23 de abril. Um dia muito especial para a caminhada de uma Igreja comprometida com a causa indígena. No dia de hoje, no ano de 1972, era criado o Conselho Indigenista Missionário (CIMI). Cinquenta anos se passaram. Órgão vinculado a Conferência Nacional dos Bispos do Brasil (CNBB), cuja finalidade é a de articular, organizar e subsidiar o trabalho da Igreja comprometida no apoio à luta dos povos indígenas. O CIMI representou uma mudança profunda de paradigma na caminhada da Igreja, aproveitando-se dos bons ventos da Teologia da Libertação, num contexto sócio histórico político, em que a Ditadura Militar consignava a proposta “integracionista”, objetivando “incorporar” os indígenas à comunhão nacional, tornando-os “brasileiros” como os demais habitantes do solo nacional.

O CIMI nasce com uma propositura diferenciada e na contramão daquilo que propunha os governantes militares.

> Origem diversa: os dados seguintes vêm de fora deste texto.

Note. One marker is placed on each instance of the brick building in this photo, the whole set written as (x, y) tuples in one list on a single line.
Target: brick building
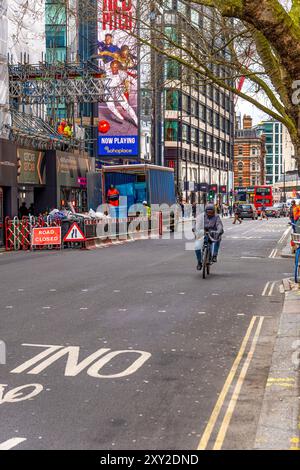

A ideia central foi a de promover uma evangelização encarnada de presença inculturada em meio às comunidades indígenas, desenvolvendo com eles um processo de descolonização e desconstrução de alguns conceitos, provenientes da herança colonial perversa, que perdura até os dias de atuais, em meio a nossa sociedade. Evidentemente que tal órgão não foi bem visto pelos governantes da época, uma vez que era uma pedra no sapato dos militares que, no intuito de promover a integração do índio ao contexto nacional, entre outras coisas, deixava as suas terras livres para os interesses dos grandes latifundiários na espreita. O CIMI oportunizou a reflexão que “Direitos não se pede de joelhos, exige-se de pé”.

Mas voltando ao sábado em que estamos vivendo, a liturgia deste dia nos apresenta o texto do evangelista São Marcos (Mc 16,9-15). Um texto diferente de todo o seu evangelho, o que levou alguns exegetas a afirmarem que foi um texto acrescido posteriormente. Marcos tem um jeito próprio de escrever e uma preocupação central a de responder a pergunta: Quem é Jesus afinal? Isto para que os seus leitores chegassem a conclusão por si mesmos, de que Jesus é o Messias, o Filho de Deus vivo. Entretanto, no texto de hoje em questão, ele apresenta uma síntese das aparições de Jesus aos seus primeiros seguidores. Da mesma forma que apresenta também qual deve ser a missão da Igreja como continuadora desta mesma missão de Jesus.

Por incrível que pareça, os seguidores mais próximos de Jesus ainda permaneciam incrédulos, quanto a possibilidade de sua ressurreição. “Tudo por causa da falta de fé e pela dureza de coração. (Mc 16,14). Não acreditavam no testemunho dado por aqueles e aquelas que o haviam visto ressuscitado. Foi preciso que o próprio Jesus se colocasse no meio deles, para que vissem com os seus próprios olhos. Este é o grande desafio para todo aquele e aquela que aceita fazer parte do projeto de Deus, revelado em Jesus. Acreditar é um ato de fé e compromisso de fazer-se com Ele e por Ele na missão de evangelizar. Nossa missão é evangelizar, afinal foi Ele mesmo que nos delegou tal tarefa: “Ide pelo mundo inteiro e anunciai o Evangelho a toda criatura!” (Mc 16,15) Anunciar com a própria vida. Anunciar com o testemunho. Anunciar sendo vida na vida das demais pessoas, mesmo num contexto da ante-vida, afinal, “enquanto há vida, há esperança”. (Ecles 9,4) Ele está vivo no meio de nós e quer uma terra sem males.

 


Francisco Carlos Machado Alves conhecido como Chico Machado, foi da Congregação do Santíssimo Redentor, os Redentorista, da província de São Paulo. Reside em São Felix do Araguaia no Mato Grosso e é agente de Pastoral na Prelazia de São Felix desde 1992. Sua atividade pastoral é junto aos povos indígenas da região: Xavante, Kayabi, Karajá, dentre outros. Mestre em Educação atua na formação continuada de professores Indígenas, nas escolas das respectivas aldeias.